If there is one thing I want people to know: If someone isn’t emotionally ready to go to a protest, don’t twist their arm. Sure, they may seem like they have the same past and support network as you, but don’t assume. Also, don’t pull someone into a protest unless you are ready to be there for them afterwards, and to keep an eye on their healing. I felt completely abandoned by my roommates, at the protest and after, as they continued to orate about the issues, rather than checking in in a meaningful way to see if everyone was really okay. This can create a cycle of trauma in which, directs people away from recovering, people start to politically bully others.

Later, when I tried to talk to the woman who pressured me into going to the protest, she shut me down as I tried to talk about my emotions and showed me video footage of a horrific New Orleans City Council Meeting she’d experienced in which the police tasered members of the public who were attempting to speak about a shady gentrification. I felt for her, having experienced such an awful moment of state violence—I could hear her voice screaming in the video as a reverend was being tasered in city hall—but her bitterness about that event, and about the futility of the eventual loss of all those people’s homes, this made it hard for her to hear me as I tried to voice my pain. I’m sure my bitterness and PTSD after the OO shutdown likewise made it hard for me to hear others. Perhaps this is how oppression works: a cycle of one heart being calcified after another.
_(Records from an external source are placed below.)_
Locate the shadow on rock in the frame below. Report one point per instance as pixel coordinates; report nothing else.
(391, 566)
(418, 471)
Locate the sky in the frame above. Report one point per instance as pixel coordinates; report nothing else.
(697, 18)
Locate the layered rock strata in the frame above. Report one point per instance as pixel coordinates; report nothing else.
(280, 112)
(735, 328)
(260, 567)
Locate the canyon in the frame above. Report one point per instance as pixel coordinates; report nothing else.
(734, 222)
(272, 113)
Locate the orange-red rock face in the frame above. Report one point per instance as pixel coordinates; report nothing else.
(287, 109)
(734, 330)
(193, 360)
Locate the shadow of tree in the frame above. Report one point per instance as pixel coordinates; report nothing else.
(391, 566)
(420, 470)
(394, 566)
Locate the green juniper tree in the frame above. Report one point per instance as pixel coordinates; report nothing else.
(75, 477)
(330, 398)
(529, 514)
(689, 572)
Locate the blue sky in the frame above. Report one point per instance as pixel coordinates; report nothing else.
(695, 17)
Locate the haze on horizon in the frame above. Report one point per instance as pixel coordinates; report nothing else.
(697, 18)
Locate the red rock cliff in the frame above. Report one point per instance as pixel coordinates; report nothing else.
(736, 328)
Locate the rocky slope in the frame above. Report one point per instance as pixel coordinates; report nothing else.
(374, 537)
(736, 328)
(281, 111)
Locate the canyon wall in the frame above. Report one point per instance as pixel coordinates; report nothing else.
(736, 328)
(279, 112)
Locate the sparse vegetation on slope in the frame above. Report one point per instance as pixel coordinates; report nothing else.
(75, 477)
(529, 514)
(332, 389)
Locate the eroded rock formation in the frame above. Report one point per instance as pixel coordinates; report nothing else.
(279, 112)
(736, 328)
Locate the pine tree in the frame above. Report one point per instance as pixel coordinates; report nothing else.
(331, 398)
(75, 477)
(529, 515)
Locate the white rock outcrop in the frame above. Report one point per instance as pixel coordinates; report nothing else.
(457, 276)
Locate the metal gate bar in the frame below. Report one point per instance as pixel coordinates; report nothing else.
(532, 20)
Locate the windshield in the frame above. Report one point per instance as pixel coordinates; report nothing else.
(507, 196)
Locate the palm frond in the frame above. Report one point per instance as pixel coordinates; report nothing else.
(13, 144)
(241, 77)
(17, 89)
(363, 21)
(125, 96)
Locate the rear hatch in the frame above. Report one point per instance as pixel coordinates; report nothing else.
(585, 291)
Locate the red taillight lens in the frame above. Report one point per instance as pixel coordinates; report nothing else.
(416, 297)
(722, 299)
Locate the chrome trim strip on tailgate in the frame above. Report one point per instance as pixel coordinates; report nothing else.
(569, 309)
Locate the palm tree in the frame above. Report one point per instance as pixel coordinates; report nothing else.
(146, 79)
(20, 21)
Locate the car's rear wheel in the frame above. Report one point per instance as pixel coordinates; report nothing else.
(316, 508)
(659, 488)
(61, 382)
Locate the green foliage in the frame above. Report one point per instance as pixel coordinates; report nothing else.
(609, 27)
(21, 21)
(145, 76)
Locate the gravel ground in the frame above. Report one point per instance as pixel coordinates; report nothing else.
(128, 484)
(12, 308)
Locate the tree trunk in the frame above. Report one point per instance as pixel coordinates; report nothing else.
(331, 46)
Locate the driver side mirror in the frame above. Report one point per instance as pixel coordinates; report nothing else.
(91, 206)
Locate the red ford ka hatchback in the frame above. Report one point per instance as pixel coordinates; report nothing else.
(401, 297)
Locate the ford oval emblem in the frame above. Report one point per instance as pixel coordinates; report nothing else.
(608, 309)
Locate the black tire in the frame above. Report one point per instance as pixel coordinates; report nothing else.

Now our nation is in a state of dire poverty, with more than 50% of Americans holding less than $1000 to their names. The big banks have continued to do the same type of risky lending that caused the housing crisis, and schools, hospitals, and all social services are being gutted and made private. Occupy didn’t change anything for the American poor, and the middle class has vanished. Many of us who tried to stop this downward spiral five years ago are still dealing with the trauma dealt to us in a rigged game played by corporations under the guise of the state. What do we do with al this hurt when more just keeps on coming?